Detailed geomorphic analysis showed that the bathymetry longitudinal profiles of the active channels are relatively linear with concavity values that range from -0.08 to ̵ 0.34, with an average profile gradient between 0.9[degrees] and 1[degrees]. In contrast, channel systems that have been abandoned and buried for long period of time, have longitudinal profiles that are more convex. The profiles of both the active and buried channels are characterized by knickzones that are apparent near mapped structures – and implicitly record variations in substrate uplift rate. The recently active channels (the modern thalweg) show no systematic width change down-system but they do show an increase in incision depth/erosion of up to 70 % at structural locations. However, the channel system (made of several cut-and-fill sequences), shows clear width narrowing together with time-integrated incision and erosion in response to time-integrated structural uplift. Estimates of the down-system variation in channel bed-shear stress and flow velocity, using the thalweg-geometry of the active channels, suggests that near growing folds and thrusts, the enhanced bed-shear stress-driven incision is up to 200 Pa. and the flow velocity is up to 5 m s-1. In essence, the linear nature of the active channel profiles, in comparison to the convex nature of the buried channel profiles, suggests that the active channels are able to keep pace with the time-integrated uplift of folds and thrusts, and therefore appear to be in topographic steady-state with respect to structural uplift since at least 1.7 Ma.
Facies analysis using the seismic data showed that the main seismic facies include: (i) channel axes sands and top-channel sands (ii) sheet-sands or crevasse splays (iii) slump deposits and (iv) pelagic drapes. The growth of structures with seabed relief has affected the location of channel avulsion, the locus and the deposition/distribution of sheet-sands (splays). These splays can spill over the growing fault-propagation folds in areas of lower fold growth rates, and absence of seabed scarps; but are completely blocked, and subsequently incorporated onto the limb of a broad detachment fold in the east of the study area as incoming channels are forced to divert through time.
This thesis has contributed to the understanding of:
(1) Deformation by thrust-related folds that have been growing since ca. 12 Ma, and attained maximum interval growth rates between 9.5 Ma and 3.7 Ma.

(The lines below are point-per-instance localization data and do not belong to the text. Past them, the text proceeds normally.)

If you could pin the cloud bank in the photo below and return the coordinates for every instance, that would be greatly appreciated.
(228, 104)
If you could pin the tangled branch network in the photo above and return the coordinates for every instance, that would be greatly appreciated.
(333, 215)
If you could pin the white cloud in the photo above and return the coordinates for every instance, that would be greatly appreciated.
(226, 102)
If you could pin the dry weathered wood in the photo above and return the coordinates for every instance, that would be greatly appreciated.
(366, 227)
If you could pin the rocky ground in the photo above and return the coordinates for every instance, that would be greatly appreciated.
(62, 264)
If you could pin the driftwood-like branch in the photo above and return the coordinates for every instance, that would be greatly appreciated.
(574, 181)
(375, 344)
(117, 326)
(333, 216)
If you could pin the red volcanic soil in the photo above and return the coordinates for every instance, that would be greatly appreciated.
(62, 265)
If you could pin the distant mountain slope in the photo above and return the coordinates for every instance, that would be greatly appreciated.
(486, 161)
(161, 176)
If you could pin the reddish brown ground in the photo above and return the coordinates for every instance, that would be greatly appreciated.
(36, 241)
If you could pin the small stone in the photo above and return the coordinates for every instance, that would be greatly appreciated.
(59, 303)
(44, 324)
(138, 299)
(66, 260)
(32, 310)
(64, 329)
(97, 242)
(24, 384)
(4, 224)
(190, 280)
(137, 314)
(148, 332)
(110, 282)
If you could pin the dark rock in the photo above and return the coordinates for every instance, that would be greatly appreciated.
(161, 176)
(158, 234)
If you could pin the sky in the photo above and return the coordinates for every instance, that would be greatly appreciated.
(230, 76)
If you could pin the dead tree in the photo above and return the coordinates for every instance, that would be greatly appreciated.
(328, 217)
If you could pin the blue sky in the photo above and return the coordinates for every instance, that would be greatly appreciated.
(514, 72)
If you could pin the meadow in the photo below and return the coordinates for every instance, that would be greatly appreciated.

These maximum growth rates have reduced significantly in the last 3.7 million years during which submarine channels that are generally less than 1.3 million years old also occurred.

(2) How modern seabed channels (i.e., recently active channels) have responded to the time-integrated growth of structures along their paths; and the related effect on the positioning of channels pathways, which in-turn, governs the depositional system – especially the distribution of sands in the toe-thrust area of the deepwater Niger Delta.

(3) The time-integrated channel system erosivity, the evolution of the channel system geometry and the channel system fill as these systems interact with active structures through time.

(4) How submarine channels in the deepwater Niger Delta achieve, and maintain bathymetric steady-state over periods of approximately 1 – 1.3 million years.